Sepi.
Senyap.
Setelah yakin tidak ada siapa-siapa lagi di tempat itu, Dul Karim segera pergi lewat samping villa dengan meloncati pagar beton itu seperti tadi ia masuk. Dul Karim terus berlari dengan hati was-was dan masih seperti mimpi Dul Karim membayangkan kejadian tadi.
"Hoss! Hos!!"
Ia terus berlari menembus semak-semak. Ia telah membunuh 6 orang dalam waktu yang singkat. Dul Karim merasa berdosa. Bagaimanapun itu dosa besar. Dul Karim dahulu terkenal tekun belajar agama. Tapi sekarang, apa yang barusan ia lakukan, sungguh satu keputusan yang sangat beresiko. Dalam hati ia menghibur diri, "Semoga saja orang yang aku habisi itu adalah orang-orang jahat seperti yang Bos Boim ceritakan." Jadi ia merasa tidak terlalu berdosa.
Jauh sudah Dul Karim berlari menyibak sepi. Akhirnya ia sampai pada taksi yang memang ia suruh menunggu.
"Ayo, jalan."
***
Hari sudah sore, ketika Dul Karim sampai ke alamat yang Hendrick berikan. Di mana katanya, pengacara itu menunggu untuk memberikan sisa upah pada dirinya. Tapi tempat itu sungguh di luar dugaan Dul Karim. Tempat itu bukan gedung perkantoran atau rumah. Tempat yang kini Dul Karim tatapi adalah seonggok bangunan tiga lantai yang belum selesai di bangun. Bangunan besar dan tanahnya banyak ditumbuhi semak belukar dan ilalang jauh dari keramaian.

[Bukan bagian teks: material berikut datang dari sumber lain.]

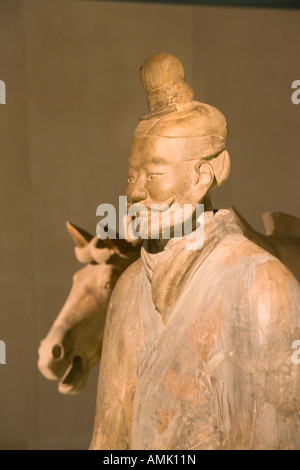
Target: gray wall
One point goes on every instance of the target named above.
(73, 100)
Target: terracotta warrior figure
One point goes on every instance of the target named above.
(197, 350)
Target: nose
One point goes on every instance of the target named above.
(136, 192)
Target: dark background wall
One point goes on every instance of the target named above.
(73, 101)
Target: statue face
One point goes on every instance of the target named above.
(158, 174)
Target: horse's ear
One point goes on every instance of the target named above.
(80, 237)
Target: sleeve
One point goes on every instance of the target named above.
(261, 395)
(116, 384)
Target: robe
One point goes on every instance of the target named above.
(197, 350)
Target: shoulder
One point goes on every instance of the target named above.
(128, 280)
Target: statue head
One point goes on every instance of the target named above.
(179, 151)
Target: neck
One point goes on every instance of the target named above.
(155, 246)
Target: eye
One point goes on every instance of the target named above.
(130, 179)
(153, 176)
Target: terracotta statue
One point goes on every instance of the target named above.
(73, 344)
(198, 343)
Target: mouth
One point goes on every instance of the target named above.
(138, 209)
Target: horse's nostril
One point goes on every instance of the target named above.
(57, 352)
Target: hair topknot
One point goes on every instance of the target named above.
(162, 77)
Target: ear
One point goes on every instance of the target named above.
(80, 237)
(205, 174)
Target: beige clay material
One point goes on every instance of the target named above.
(197, 350)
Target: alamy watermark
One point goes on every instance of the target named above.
(2, 92)
(296, 94)
(154, 222)
(2, 352)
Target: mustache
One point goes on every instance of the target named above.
(133, 209)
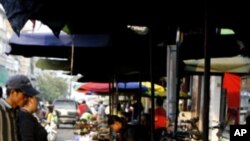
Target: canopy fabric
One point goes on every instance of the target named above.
(95, 87)
(64, 40)
(122, 86)
(130, 86)
(236, 64)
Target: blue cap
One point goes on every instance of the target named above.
(21, 82)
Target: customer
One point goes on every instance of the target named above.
(29, 127)
(127, 132)
(161, 120)
(18, 89)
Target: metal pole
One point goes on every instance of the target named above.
(152, 86)
(206, 99)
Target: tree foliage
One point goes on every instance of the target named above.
(51, 87)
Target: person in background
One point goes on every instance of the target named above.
(82, 108)
(29, 127)
(161, 120)
(101, 111)
(1, 92)
(127, 132)
(18, 88)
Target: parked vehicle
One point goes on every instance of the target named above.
(66, 111)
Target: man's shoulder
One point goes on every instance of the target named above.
(2, 105)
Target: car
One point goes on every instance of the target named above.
(66, 111)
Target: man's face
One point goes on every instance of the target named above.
(20, 98)
(116, 126)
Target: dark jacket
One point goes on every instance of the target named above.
(29, 128)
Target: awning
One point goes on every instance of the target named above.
(236, 64)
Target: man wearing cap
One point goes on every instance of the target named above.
(18, 89)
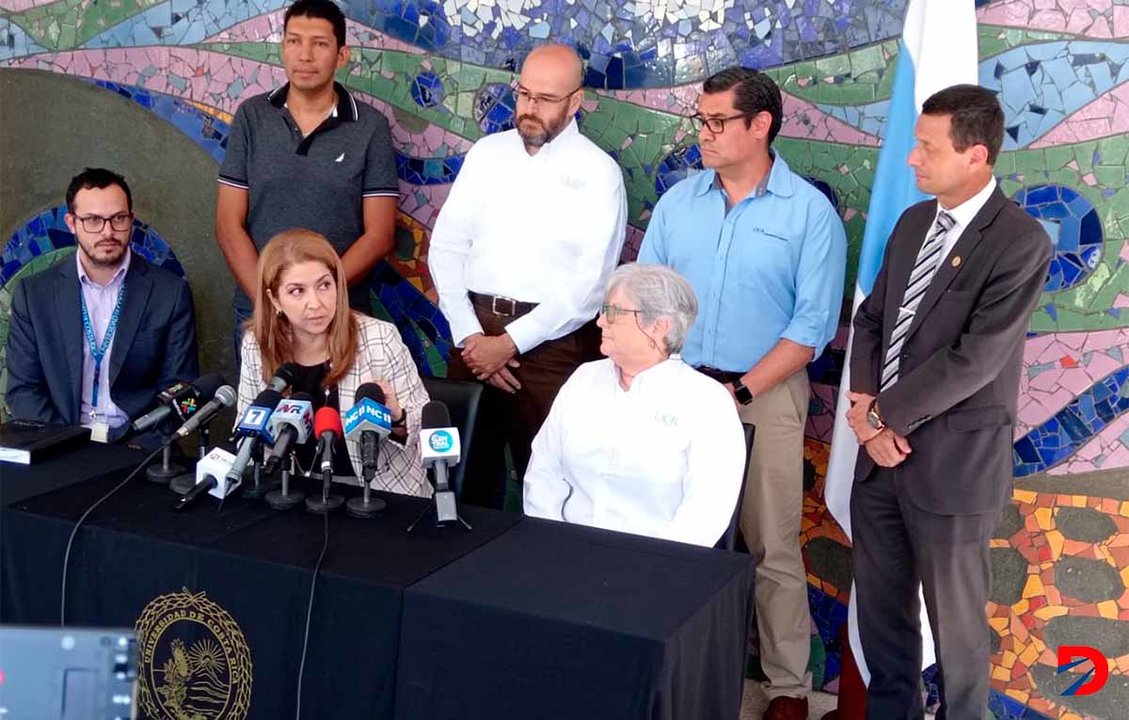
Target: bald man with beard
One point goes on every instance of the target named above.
(521, 255)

Dul Karim melangkah masuk, sekedar memastikan apakah ada orang di dalam atau ia telah salah menafsirkan alamat. Didapatinya sebuah mobil Land Rover dan tiga orang pria tidak dikenal tampak sedang bercanda dengan sesamanya.
Salah satunya menemukan sosok Dul Karim yang tinggi tegap itu. Ia menatapi Dul Karim dari ujung sepatu sampai ujung rambut.
"Permisi," sapa Dul Karim sopan.
"Datang juga akhirnya, lama sekali, kami kira kamu gagal," tukas yang satunya dengan nada culas. Penampilannya keren seperti rocker tahun 90an, dagunya brewok. Ketiganya berpakaian hampir sama, pakaian serba hitam dan kacamata hitam. Salah satu dari dari ketiga orang itu bangkit dan menghampiri Dul Karim.
"Kalo saya yang eksekusi, paling juga satu jam, gak sampai sore begini. Baru saja kami mau pergi," ucapnya.
"Kata Hendrick, di sini ada pengacara yang-" ucapan Dul Karim terpotong.
"Oh, dia sudah pergi, kelamaan nunggu katanya. Dia banyak urusan. Uangmu ada di bagasi. Mana pistolnya," ucap pria itu lantas menengadahkan telapak tangan. Dul Karim mengerti dan ia ingin semua ini segera berlalu dan segera menyusul istrinya. Ia sudah bisa membayangkan wajah sumringah istrinya ketika bertemu. Dul Karim menyerahkan pistol. Pria itu pun memeriksa pistol Dul Karim dan menunjuk belakang mobil itu, "tuh, ambil sendiri uangmu," ucapnya cuek.
Sedikit Dul Karim merasa tak enak hati. Kenapa tidak ia serahkan langsung uangnya. Bereslah urusan. Dul Karim melangkah saja menuju belakang mobil. Tanpa sepengetahuan Dul Karim dua orang yang lain yang dari tadi duduk di kap depan mobil berjalan memutar sampai ke belakang Dul Karim yang sudah menghadapi bagasi. Sejenak Dul Karim berhenti dan menatap pria tadi.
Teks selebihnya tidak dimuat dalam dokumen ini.